Scottish folk musician and dancer

Douglas Neil Kennedy (1893–1988) was a folk musician, dancer and a key figure in the 20th century English folk dance revival.

== Early life ==
Kennedy was born in Edinburgh and educated at George Watson's College, Edinburgh, and the Mercers' School, London.

== Folk-dance ==
In 1911 Kennedy was introduced to folk-dancing by his sister Helen. At the time, he was studying science at South-Western Polytechnic, which was the base for Cecil Sharp's English Folk Dance Society (EFDS). Kennedy became the youngest member of the new society's demonstration dance team.

After completing his studies in Botany at Imperial College, he remained in the Department of Botany there as a demonstrator.

In 1914 he married Helen May Karpeles, a founder member of the EFDS, and sister of Maud Pauline Karpeles, secretary of the EFDS. In the First World War Kennedy served with the 14th battalion London Scottish regiment, then with the Royal Defence Corps. He reached the rank of captain and was awarded the MBE.  Of the seven regular dancers from the EFDS's demonstration dance team, four were killed in the war.

== Growing involvement in EFDS ==
At the end of war in 1918 Kennedy was elected an EFDS committee member.  On Cecil Sharp's death in 1924, Kennedy succeeded him as director of the EFDS. In 1930, under Kennedy's Directorship, the building begun of Cecil Sharp House, the EFDS's headquarters.

Maud Karpeles, Kennedy's sister-in-law, Secretary of the EFDS and Cecil Sharp's literary executor, was a key figure in the EFDS's organisation.  She resigned in 1928, citing difficulties in distinguishing the functions of the roles of secretary and director.  In 1932 the EFDS merged with the Folk-Song Society to create the English Folk Dance and Song Society (EFDSS).

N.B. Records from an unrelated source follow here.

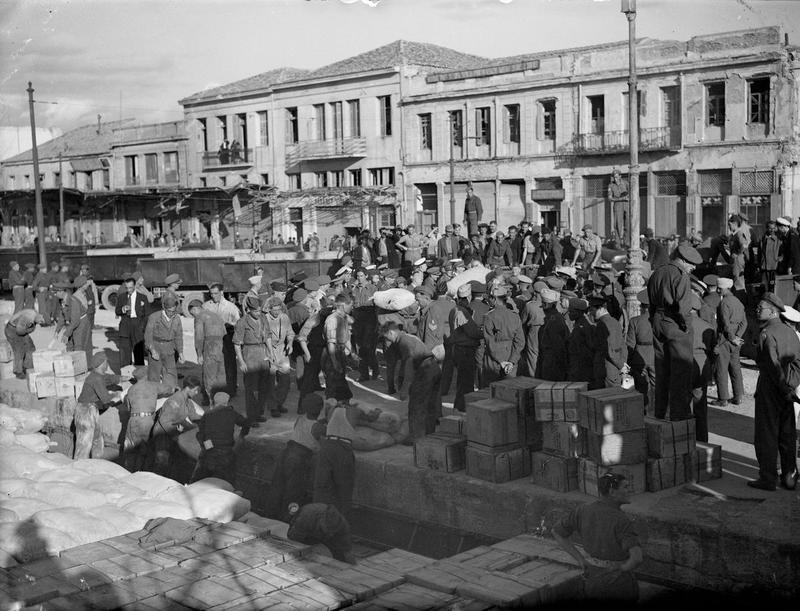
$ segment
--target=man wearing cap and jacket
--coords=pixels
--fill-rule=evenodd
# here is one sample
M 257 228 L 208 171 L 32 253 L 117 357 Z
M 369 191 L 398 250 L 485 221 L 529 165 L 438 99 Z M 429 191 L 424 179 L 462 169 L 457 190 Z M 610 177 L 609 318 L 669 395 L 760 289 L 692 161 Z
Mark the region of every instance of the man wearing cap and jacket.
M 464 396 L 475 389 L 475 352 L 483 339 L 483 331 L 472 318 L 472 310 L 469 307 L 472 286 L 461 285 L 456 296 L 456 305 L 448 315 L 449 357 L 456 371 L 456 396 L 453 399 L 453 407 L 463 412 L 466 410 Z
M 717 333 L 714 327 L 700 318 L 703 302 L 697 295 L 692 295 L 692 354 L 694 368 L 692 371 L 692 414 L 694 414 L 694 430 L 697 441 L 708 441 L 708 382 L 711 379 L 711 363 L 714 360 L 714 349 L 717 345 Z
M 57 292 L 55 289 L 55 284 L 59 282 L 59 274 L 58 274 L 59 266 L 58 261 L 53 261 L 50 263 L 50 274 L 49 274 L 49 283 L 48 283 L 48 290 L 47 290 L 47 315 L 45 318 L 50 321 L 51 324 L 54 324 L 56 321 L 56 316 L 58 315 L 59 310 L 59 300 L 57 296 Z
M 33 305 L 36 302 L 33 294 L 33 278 L 36 275 L 36 265 L 34 263 L 26 263 L 25 264 L 25 271 L 22 272 L 22 278 L 25 280 L 25 292 L 24 292 L 24 301 L 23 306 L 27 309 L 33 309 Z
M 507 295 L 505 286 L 498 286 L 487 298 L 490 309 L 483 319 L 483 376 L 487 385 L 517 375 L 517 365 L 525 346 L 519 315 L 504 303 Z
M 650 317 L 653 325 L 655 355 L 656 418 L 670 420 L 691 418 L 692 330 L 689 314 L 692 289 L 689 275 L 703 262 L 700 253 L 689 244 L 681 244 L 667 265 L 655 270 L 647 281 Z
M 775 290 L 775 272 L 781 260 L 781 239 L 775 221 L 768 221 L 758 249 L 761 277 L 767 291 Z
M 539 330 L 544 324 L 544 310 L 542 309 L 541 297 L 541 290 L 543 288 L 546 287 L 541 281 L 533 285 L 533 295 L 520 313 L 520 322 L 522 323 L 522 330 L 525 333 L 525 351 L 523 354 L 525 375 L 530 377 L 536 375 L 539 361 Z
M 202 367 L 203 389 L 211 398 L 226 387 L 225 357 L 222 349 L 225 323 L 218 314 L 206 310 L 199 299 L 189 304 L 189 314 L 194 318 L 194 348 L 197 353 L 197 363 Z
M 760 490 L 775 490 L 780 457 L 780 485 L 794 490 L 797 484 L 794 397 L 800 385 L 800 339 L 780 320 L 783 302 L 766 293 L 758 304 L 760 325 L 756 348 L 755 438 L 753 447 L 758 460 L 758 479 L 747 485 Z
M 608 313 L 606 298 L 590 297 L 594 320 L 594 381 L 589 388 L 615 388 L 622 385 L 622 372 L 628 349 L 622 325 Z
M 567 315 L 572 321 L 572 331 L 567 340 L 567 380 L 586 382 L 594 379 L 594 324 L 587 318 L 589 302 L 571 297 Z
M 236 370 L 236 351 L 233 349 L 233 330 L 241 318 L 239 308 L 235 303 L 225 299 L 225 287 L 214 283 L 208 288 L 211 299 L 203 304 L 203 309 L 219 316 L 225 324 L 225 337 L 222 340 L 222 355 L 225 363 L 225 381 L 227 392 L 231 397 L 236 396 L 236 385 L 239 372 Z
M 47 291 L 50 288 L 50 274 L 47 273 L 47 265 L 40 263 L 38 271 L 33 277 L 33 292 L 36 295 L 36 308 L 44 318 L 42 326 L 49 327 L 52 324 L 50 313 L 47 307 Z
M 775 220 L 780 239 L 778 268 L 780 275 L 796 274 L 800 272 L 800 237 L 792 228 L 792 223 L 787 218 L 779 216 Z
M 567 379 L 569 327 L 559 311 L 560 293 L 551 288 L 540 292 L 544 324 L 539 330 L 539 360 L 536 375 L 542 380 L 563 382 Z
M 119 320 L 119 365 L 144 365 L 144 329 L 150 300 L 137 286 L 141 274 L 130 274 L 117 293 L 114 312 Z
M 350 291 L 353 297 L 353 343 L 356 345 L 359 363 L 359 382 L 378 379 L 378 358 L 375 350 L 378 345 L 378 316 L 372 296 L 375 286 L 367 280 L 367 272 L 356 270 L 356 281 Z
M 444 235 L 439 238 L 439 242 L 436 245 L 437 258 L 444 259 L 445 261 L 455 259 L 461 254 L 459 252 L 460 247 L 461 243 L 458 236 L 453 232 L 453 226 L 445 225 Z
M 91 280 L 85 276 L 75 278 L 75 292 L 69 297 L 69 324 L 64 330 L 67 340 L 67 349 L 83 350 L 86 352 L 86 361 L 89 362 L 94 354 L 92 348 L 92 321 L 89 318 L 89 293 Z
M 197 423 L 200 457 L 192 473 L 192 482 L 207 477 L 218 477 L 232 486 L 236 485 L 236 454 L 233 446 L 236 442 L 234 432 L 237 426 L 241 427 L 239 439 L 244 439 L 250 432 L 252 423 L 233 409 L 230 405 L 230 395 L 218 392 L 214 395 L 211 406 Z
M 15 312 L 6 323 L 5 336 L 11 344 L 14 353 L 14 374 L 19 379 L 25 379 L 25 370 L 33 367 L 33 345 L 31 333 L 44 319 L 36 310 L 22 309 Z
M 147 379 L 178 388 L 178 366 L 183 363 L 183 327 L 178 316 L 178 300 L 167 293 L 161 300 L 162 309 L 147 318 L 144 345 L 150 355 Z
M 14 296 L 14 313 L 25 309 L 25 277 L 19 271 L 19 263 L 11 261 L 8 264 L 11 270 L 8 272 L 8 286 Z
M 603 241 L 599 235 L 594 233 L 594 228 L 591 225 L 584 225 L 581 228 L 583 236 L 577 240 L 572 240 L 575 246 L 575 255 L 572 257 L 572 267 L 578 262 L 578 255 L 583 253 L 583 269 L 591 271 L 598 263 L 603 255 Z
M 731 403 L 739 405 L 744 395 L 744 381 L 742 378 L 742 364 L 739 360 L 739 351 L 744 344 L 744 332 L 747 329 L 747 316 L 744 306 L 739 299 L 731 293 L 733 280 L 720 278 L 717 291 L 721 300 L 717 308 L 717 329 L 719 336 L 714 349 L 716 356 L 715 379 L 717 383 L 716 405 L 725 407 L 730 399 L 728 390 L 728 374 L 730 373 L 733 385 L 733 399 Z
M 178 274 L 170 274 L 169 276 L 164 278 L 164 284 L 167 285 L 165 294 L 167 295 L 171 294 L 173 297 L 175 297 L 175 301 L 178 303 L 178 305 L 181 304 L 181 298 L 178 295 L 178 289 L 180 288 L 182 283 L 183 281 L 181 280 L 181 277 Z
M 266 422 L 264 405 L 267 401 L 267 342 L 269 329 L 261 315 L 261 302 L 258 297 L 245 298 L 245 315 L 236 323 L 233 332 L 233 347 L 236 362 L 244 374 L 244 401 L 247 421 L 251 427 Z
M 655 392 L 656 370 L 653 351 L 653 326 L 650 324 L 650 313 L 647 306 L 647 289 L 640 291 L 636 298 L 644 306 L 642 313 L 631 318 L 628 323 L 626 344 L 628 346 L 628 365 L 631 368 L 633 387 L 644 395 L 645 407 L 653 410 L 653 393 Z
M 481 198 L 475 195 L 472 187 L 467 187 L 467 199 L 464 202 L 464 224 L 467 226 L 467 234 L 478 233 L 478 224 L 483 217 L 483 204 Z

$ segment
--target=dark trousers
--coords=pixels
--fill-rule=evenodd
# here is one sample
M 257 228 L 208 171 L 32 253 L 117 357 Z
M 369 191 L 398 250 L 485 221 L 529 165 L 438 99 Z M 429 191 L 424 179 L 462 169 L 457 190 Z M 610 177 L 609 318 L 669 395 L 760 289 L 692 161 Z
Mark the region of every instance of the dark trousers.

Kennedy led EFDSS dance teams on international tours and in 1937, whilst visiting the United States to direct a Pinewoods Camp summer school, he began collecting American square dances.  He introduced them to England at a summer school in 1938 and in 1939 published with his wife, Square Dances of America. In the same year he and his wife, with Nan and Brian Fleming-Williams, formed the Square Dance Band. This band consisted of drum, guitar, fiddle, and concertina and set the standard and pattern for all subsequent folk-dance band playing.

In 1938 Kennedy had also been elected as squire (president) of the Morris Ring – created by men's Morris teams partly to promote Morris dancing.  Kennedy planned to step down as squire – and resign as director of the EFDSS – in 1940 and emigrate to the United States, but his plans altered at the outbreak of the Second World War.  During the war Kennedy was a flight lieutenant in the Air Ministry – and was absent on war work when a bomb destroyed the EFDSS headquarters in 1940.

== Post-war period ==
Resuming full directorship of the EFDSS at the end of the war, Kennedy scripted and presented the first regular folk-dance radio programme, which was broadcast on the BBC in 1946. It has been argued that Kennedy's leadership of the EFDSS marked a move away from the strict pedagogy of its origins to an organisation more engaged in participation (for instance, the EFDSS's examination structure was abolished in 1956).

== Retirement and honours ==
Kennedy was appointed OBE in 1952 and he remained as director of the EFDSS until 1961. He continued to be active in folk circles, serving as President of the Folklore Society from 1964 to 1967 and vice-president of the International Folk Music Council from 1975 to 1977.